Performance testers were often a separate team (or more often, an individual) who sat in their corner and “worked their magic” and were best left alone. I always felt that this was counter-productive and projects who worked in this way ended up with worse performance than ones where we could collaborate with the rest of the team and involve them as much as possible.

Happily, today I often see entire teams, from business analysts to developers and architects, deeply involved and passionately discussing performance requirements and designs in a very knowledgeable way. (Of course, I know this is not universal and in many places, this view still has not penetrated – but it feels like great progress to me nonetheless). We have been able to do this because of an increased focus on “shifting left” performance activities to integrate early testing into the pipeline. Performance engineering has changed from something that happens outside the core team, to a key activity that the whole team can take part in. To me, this is the biggest change, more important than any new tool development, and our role will continue to evolve. Performance engineers must increasingly evolve to become performance coaches, helping to educate their team and providing frameworks to enable others – far from the day when we did it all ourselves.

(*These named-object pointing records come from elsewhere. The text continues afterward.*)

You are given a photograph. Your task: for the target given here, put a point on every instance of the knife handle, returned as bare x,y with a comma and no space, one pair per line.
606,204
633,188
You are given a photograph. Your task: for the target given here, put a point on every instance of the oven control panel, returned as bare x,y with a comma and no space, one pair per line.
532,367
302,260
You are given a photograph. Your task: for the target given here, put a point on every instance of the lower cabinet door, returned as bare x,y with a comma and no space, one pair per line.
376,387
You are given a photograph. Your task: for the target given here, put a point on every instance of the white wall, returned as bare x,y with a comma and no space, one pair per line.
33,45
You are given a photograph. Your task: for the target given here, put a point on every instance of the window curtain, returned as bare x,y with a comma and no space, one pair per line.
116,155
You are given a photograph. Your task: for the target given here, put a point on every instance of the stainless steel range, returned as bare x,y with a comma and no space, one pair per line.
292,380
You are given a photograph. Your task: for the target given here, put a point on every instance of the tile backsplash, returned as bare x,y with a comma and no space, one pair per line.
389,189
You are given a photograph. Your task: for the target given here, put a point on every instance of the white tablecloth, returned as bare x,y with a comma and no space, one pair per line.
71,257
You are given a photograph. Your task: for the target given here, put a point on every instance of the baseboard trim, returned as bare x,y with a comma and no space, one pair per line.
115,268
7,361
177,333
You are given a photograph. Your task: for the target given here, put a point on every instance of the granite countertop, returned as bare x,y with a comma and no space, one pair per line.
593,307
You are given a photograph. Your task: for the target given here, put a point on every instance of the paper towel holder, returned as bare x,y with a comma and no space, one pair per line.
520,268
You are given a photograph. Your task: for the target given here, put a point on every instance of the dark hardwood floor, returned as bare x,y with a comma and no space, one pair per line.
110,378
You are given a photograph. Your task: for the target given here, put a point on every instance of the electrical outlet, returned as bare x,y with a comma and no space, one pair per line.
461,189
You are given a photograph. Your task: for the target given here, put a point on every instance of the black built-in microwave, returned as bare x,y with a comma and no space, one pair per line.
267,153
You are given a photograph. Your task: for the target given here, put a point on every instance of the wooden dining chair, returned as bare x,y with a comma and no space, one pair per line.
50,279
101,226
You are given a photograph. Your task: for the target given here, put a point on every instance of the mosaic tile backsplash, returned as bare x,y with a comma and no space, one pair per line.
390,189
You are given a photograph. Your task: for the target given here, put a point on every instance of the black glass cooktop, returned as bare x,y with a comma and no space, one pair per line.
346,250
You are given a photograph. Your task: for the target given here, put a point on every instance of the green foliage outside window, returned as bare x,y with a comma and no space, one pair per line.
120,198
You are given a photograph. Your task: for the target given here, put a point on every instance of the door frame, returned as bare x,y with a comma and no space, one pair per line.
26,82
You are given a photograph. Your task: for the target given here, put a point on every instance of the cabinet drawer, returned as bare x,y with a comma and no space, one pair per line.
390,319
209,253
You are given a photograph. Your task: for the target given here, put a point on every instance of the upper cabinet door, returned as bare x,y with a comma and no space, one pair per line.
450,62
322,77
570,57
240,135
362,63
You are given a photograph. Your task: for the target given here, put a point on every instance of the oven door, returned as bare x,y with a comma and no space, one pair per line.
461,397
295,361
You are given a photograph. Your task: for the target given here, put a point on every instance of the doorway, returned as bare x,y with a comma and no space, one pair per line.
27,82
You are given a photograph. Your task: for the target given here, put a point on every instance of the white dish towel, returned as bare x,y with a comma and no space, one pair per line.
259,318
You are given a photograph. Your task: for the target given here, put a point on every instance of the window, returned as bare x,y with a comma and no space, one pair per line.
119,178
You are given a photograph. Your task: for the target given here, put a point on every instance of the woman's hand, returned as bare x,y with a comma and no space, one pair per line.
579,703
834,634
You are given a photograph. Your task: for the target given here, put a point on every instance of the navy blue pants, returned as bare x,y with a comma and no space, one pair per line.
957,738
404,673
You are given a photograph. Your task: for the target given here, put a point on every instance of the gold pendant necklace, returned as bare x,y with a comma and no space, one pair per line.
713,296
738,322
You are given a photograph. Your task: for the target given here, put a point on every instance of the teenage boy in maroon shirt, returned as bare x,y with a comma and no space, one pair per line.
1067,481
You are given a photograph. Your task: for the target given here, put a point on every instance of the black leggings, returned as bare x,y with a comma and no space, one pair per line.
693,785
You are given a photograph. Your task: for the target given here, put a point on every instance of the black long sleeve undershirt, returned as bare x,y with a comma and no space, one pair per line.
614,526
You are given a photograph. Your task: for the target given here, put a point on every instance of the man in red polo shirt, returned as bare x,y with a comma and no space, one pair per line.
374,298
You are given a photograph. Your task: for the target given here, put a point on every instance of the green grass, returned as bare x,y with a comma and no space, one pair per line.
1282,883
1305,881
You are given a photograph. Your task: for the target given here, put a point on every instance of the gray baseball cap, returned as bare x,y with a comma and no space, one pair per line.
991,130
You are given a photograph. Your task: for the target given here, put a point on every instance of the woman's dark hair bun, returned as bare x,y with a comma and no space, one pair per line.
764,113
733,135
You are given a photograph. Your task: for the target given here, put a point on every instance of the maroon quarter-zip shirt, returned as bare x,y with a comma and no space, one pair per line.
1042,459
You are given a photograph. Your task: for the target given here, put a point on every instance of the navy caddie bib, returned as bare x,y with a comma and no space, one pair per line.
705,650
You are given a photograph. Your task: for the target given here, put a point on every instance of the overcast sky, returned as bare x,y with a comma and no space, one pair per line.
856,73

Performance engineering for the next 20 years?

Here are some of the most important topics today in performance engineering that we think will dominate this decade and beyond:

Continuous Performance Engineering – in ALTERSIS Performance, this is our term for how we apply performance engineering to a CI/CD or DevOps process. It is not only load testing integrated into the pipeline, but covering as many performance risks as possible in the build process, and also looking at application performance in production to learn as many lessons as possible. Our motto for CPE? “Shift Left, Shift Right, and Automate Everything!”
Application Performance Observability – as explained earlier, this covers the performance aspects of Observability and will be the future direction of today’s APM.
Cloud-Native Performance Engineering – almost everyone is either running on a cloud platform, migrating to cloud, or planning the migration. The performance engineer must already consider new layers that didn’t exist previously, like Kubernetes orchestration, adding to the complexity of system configuration.

These topics do not exist in isolation but there are many areas of overlap, so we can think about the diagram below – where does your organisation sit?

Looking further forward, it seems likely that ever-increasing automation and use of Machine Learning/AI tools will continue to be applied to the above areas – AI tools becoming more necessary as system complexity increases past the point that human engineers can handle. Kubernetes configuration and cloud cost optimisation are two of the areas where this is already beginning. But it can go much further! As the volume of performance metric data increases, AI will transform the way we understand and gain insights on everything from end user monitoring to performance test analysis. Equally, developer assistance tools like GitHub Copilot will develop and may become a standard tools for developers. This should ensure better performance and resilience at code level. This would mean many fewer issues related to code defects, and more time to focus on configuration and scalability – just where it is needed in the future of even more widely distributed cloud-based systems.

Summary

It has been exciting to be around to see the journey of software performance engineering from being an optional activity to the central place that it occupies today. Changes in user perception, application platforms, the way that projects work, and many other factors combined have led to rapid change in what our role is and how we go about it.

Happily, I feel that we are in a much better place today. And the pace of change is still high. In this decade, it’s likely that new factors such as increased automation and use of Machine Learning/AI tools will take performance engineering to new levels. Twenty years from now, I’m confident there will be new insights and greater changes to look back on.